Undergraduate Senior Honors Thesis Defense: Exploring the Role of Pfam Families in Protein Function

April 26, 2018
9:30 AM
Halligan 209
Speaker: Daniel Meyer
Host: Lenore Cowen

Abstract

It is widely accepted that the structure of proteins determine their function. Many computational inference methods that act on proteins or sets of proteins rely on assigned functional labels from a popular ontology, often the Gene Ontology (GO). On the other hand, there is rich, easily obtained structural motif information that is captured for proteins using libraries of Hidden Markov Models (HMMs), such as Pfam. Because structure relates to function, and many of these HMM-based-motifs are actually signatures of 3-dimensional substructures within the overall protein fold, it would follow that annotation of these HMM domains in a protein structure should aid in inference of its correct GO functional labels. However, creating a useful Pfam to GO mapping remains a difficult endeavor, first, because it is certainly not a one-to-one mapping. Second, different Pfam-derived domains within a protein structure, either individually, or as a set, might yield different amounts of specificity in regards to the set of possible GO labels that are appropriate. Estimating the amount of specificity that a single, or set of, Pfam-derived domains gives, in regards to GO labeling, is confounded by the unequal representation and/or the lack of coverage of annotation in both domains across the protein universe.
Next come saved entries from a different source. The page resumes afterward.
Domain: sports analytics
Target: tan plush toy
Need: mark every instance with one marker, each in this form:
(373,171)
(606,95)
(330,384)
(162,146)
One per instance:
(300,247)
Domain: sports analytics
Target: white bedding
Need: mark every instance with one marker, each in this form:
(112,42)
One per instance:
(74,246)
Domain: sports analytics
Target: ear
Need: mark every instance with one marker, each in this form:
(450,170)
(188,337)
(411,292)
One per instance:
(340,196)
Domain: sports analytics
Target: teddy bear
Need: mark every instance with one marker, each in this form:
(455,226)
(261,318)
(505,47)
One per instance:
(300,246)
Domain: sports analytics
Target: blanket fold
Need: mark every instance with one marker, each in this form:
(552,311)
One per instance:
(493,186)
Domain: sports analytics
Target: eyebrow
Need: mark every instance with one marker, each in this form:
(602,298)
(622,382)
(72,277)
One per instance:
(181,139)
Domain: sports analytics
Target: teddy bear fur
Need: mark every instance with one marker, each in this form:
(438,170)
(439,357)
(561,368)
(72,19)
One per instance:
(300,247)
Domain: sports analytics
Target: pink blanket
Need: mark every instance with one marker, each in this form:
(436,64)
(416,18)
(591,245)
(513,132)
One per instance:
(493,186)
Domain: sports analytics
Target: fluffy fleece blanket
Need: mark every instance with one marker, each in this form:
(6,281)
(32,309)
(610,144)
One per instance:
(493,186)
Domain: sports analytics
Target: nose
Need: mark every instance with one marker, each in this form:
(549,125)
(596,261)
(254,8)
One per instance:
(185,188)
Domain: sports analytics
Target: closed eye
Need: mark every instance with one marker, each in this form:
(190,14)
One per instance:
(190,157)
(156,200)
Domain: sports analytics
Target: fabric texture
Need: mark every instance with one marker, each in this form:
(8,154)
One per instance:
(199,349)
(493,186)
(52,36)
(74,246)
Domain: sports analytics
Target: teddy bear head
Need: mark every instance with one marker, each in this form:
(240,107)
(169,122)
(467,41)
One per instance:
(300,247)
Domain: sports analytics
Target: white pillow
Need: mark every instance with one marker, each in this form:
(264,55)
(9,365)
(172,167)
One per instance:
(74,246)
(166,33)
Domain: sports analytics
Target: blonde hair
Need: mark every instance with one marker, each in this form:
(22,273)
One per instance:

We revisit issues of sequence patterns, diversity, and representation in the light of all the new data in current sequence databases. We have developed a suite of parsers and an Object-Relational Mapping using Python and SQLAlchemy to represent selected information of proteins and families from the UniProt and Pfam databases respectively, while making it easy to access and reason about information stored in the graphical structures of the GO and Evidence Code Ontology (ECO). We use this framework to compare dcGO (Fang and Gough, 2013) and GODM (Alborzi et al., 2017), which are designed to optimize different tradeoffs for coverage versus false-positives.